Revolver Co-operative Limited
- Type: Multi-stakeholder cooperative
- Industry: Coffee, clothing
- Founded: 2011
- Headquarters: Wolverhampton, United Kingdom
- Website: revolver.coop

= Revolver Co-operative =

UK based co-operative coffee distributor

Revolver Co-operative, trading under the brand Revolver World, is a cooperative based in Wolverhampton, United Kingdom that imports and markets Fairtrade-certified coffee and organic cotton goods.

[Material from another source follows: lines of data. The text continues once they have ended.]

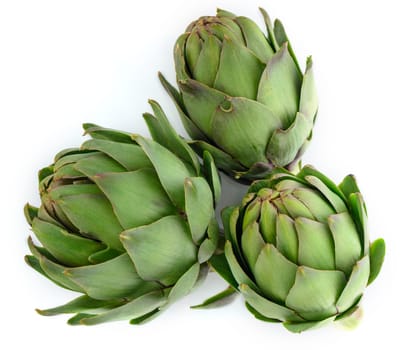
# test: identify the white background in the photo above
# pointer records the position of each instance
(67, 62)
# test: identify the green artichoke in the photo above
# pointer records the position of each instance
(126, 221)
(298, 249)
(242, 95)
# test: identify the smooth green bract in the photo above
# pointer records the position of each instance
(298, 249)
(242, 95)
(126, 221)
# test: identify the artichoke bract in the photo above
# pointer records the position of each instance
(242, 95)
(298, 249)
(126, 221)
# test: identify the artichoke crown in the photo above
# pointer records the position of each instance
(124, 221)
(242, 95)
(298, 249)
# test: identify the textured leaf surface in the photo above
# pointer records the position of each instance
(162, 251)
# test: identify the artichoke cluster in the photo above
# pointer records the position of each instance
(129, 222)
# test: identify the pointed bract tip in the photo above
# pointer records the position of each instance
(309, 63)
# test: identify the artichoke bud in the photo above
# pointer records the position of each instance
(272, 104)
(296, 249)
(126, 221)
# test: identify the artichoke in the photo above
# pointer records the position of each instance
(126, 221)
(242, 95)
(298, 250)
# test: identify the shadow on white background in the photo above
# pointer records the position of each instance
(65, 63)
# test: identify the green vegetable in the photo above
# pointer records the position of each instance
(126, 221)
(242, 95)
(298, 249)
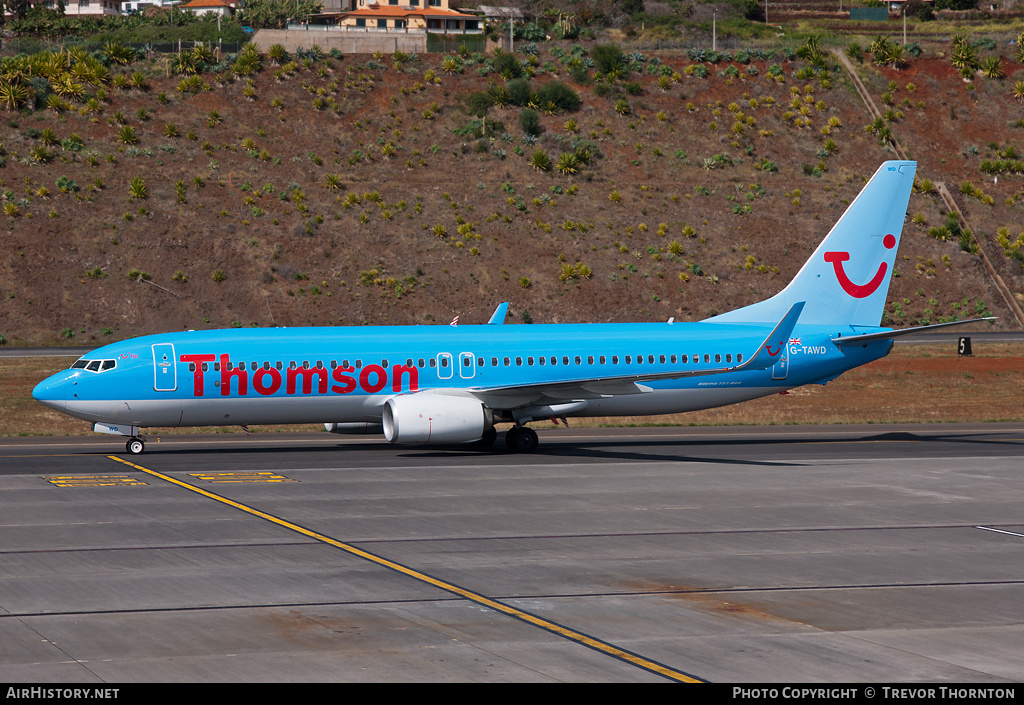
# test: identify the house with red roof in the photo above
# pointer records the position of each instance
(388, 15)
(221, 7)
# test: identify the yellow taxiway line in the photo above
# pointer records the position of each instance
(565, 632)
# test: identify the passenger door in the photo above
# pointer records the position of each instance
(165, 375)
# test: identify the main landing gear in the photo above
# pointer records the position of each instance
(521, 440)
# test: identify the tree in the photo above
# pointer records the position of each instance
(275, 13)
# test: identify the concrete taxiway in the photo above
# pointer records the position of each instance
(829, 553)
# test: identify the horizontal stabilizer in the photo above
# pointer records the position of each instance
(888, 335)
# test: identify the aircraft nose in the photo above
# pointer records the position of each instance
(52, 391)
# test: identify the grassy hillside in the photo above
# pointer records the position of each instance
(363, 190)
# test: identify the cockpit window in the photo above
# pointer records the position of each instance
(94, 365)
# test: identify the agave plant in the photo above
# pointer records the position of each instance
(965, 57)
(14, 93)
(991, 67)
(541, 161)
(567, 163)
(126, 135)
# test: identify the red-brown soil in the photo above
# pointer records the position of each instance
(310, 259)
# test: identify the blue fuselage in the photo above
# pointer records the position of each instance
(301, 375)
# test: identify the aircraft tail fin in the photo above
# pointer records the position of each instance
(846, 281)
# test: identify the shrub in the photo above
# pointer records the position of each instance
(508, 67)
(560, 94)
(518, 91)
(529, 121)
(607, 57)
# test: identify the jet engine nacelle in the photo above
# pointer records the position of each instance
(427, 418)
(356, 428)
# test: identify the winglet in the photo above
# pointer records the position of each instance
(498, 318)
(890, 334)
(771, 349)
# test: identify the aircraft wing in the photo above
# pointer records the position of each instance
(888, 335)
(766, 355)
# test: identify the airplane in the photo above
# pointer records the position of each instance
(452, 384)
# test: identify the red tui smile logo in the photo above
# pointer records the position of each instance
(859, 290)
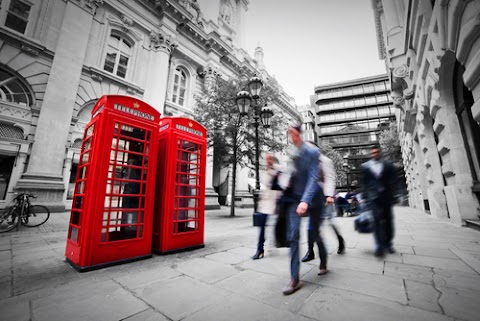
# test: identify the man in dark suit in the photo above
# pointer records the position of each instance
(305, 195)
(378, 183)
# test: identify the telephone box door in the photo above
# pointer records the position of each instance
(112, 209)
(180, 208)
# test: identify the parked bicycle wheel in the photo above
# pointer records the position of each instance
(36, 216)
(8, 221)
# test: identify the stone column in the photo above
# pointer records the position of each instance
(421, 175)
(45, 169)
(431, 159)
(161, 46)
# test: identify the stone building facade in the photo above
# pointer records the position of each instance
(57, 57)
(432, 51)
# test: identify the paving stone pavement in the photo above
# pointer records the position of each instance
(435, 275)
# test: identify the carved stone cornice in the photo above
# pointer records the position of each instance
(160, 41)
(127, 22)
(90, 6)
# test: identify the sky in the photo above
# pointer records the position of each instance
(307, 43)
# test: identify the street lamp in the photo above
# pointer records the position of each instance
(244, 100)
(346, 168)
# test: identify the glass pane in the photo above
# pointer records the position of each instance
(15, 23)
(19, 8)
(89, 131)
(79, 188)
(77, 202)
(121, 71)
(110, 62)
(73, 233)
(75, 218)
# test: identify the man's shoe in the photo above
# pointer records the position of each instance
(292, 287)
(258, 255)
(341, 245)
(322, 271)
(308, 257)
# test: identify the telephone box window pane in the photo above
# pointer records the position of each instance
(73, 233)
(77, 202)
(85, 157)
(87, 144)
(194, 191)
(79, 189)
(83, 172)
(89, 131)
(115, 217)
(192, 214)
(104, 234)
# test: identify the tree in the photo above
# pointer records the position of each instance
(231, 136)
(390, 145)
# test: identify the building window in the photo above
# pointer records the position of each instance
(119, 52)
(12, 90)
(17, 15)
(179, 87)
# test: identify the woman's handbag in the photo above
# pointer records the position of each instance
(258, 219)
(364, 223)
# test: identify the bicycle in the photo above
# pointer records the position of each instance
(30, 215)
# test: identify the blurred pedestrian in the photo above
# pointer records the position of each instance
(327, 184)
(267, 201)
(341, 204)
(378, 183)
(307, 196)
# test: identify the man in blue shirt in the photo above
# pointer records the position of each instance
(306, 195)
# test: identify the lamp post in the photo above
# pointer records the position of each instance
(346, 167)
(244, 100)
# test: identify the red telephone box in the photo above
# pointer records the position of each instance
(178, 222)
(112, 209)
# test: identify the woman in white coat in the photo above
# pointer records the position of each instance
(267, 202)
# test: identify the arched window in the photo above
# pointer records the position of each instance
(13, 90)
(119, 52)
(179, 87)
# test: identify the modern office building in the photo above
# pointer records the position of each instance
(432, 51)
(58, 57)
(350, 116)
(308, 123)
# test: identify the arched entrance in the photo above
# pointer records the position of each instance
(16, 100)
(469, 127)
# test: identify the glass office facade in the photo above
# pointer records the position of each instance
(350, 117)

It is a sister organisation to Revolver Music.

==Structure==
Revolver Co-operative is incorporated as an industrial and provident society under the Industrial and Provident Societies Act 1965. It is a multistakeholder co-operative in that membership is open to both suppliers, such as the farmer cooperatives, as well as consumers and other private individuals.

==Activities==
Revolver Co-operative sells direct via its website, and via the retail outlets of consumer co-operatives (such as Central England Co-operative, Midcounties Co-operative, Heart of England Co-operative and Penrith Co-operative) and worker co-operatives (such as Unicorn Grocery and Infinity Foods Workers Co-operative).

It sources Fairtrade coffee direct from farming cooperatives in Brazil, Colombia, Tarrazú in Costa Rica, Cuba, Ethiopia, Guatemala, Honduras, Mexico, Peru, Tanzania, and Uganda. By way of the Fairtrade premium paid to the farmers, 25% of profits are reinvested into the producers' communities to improve health and education.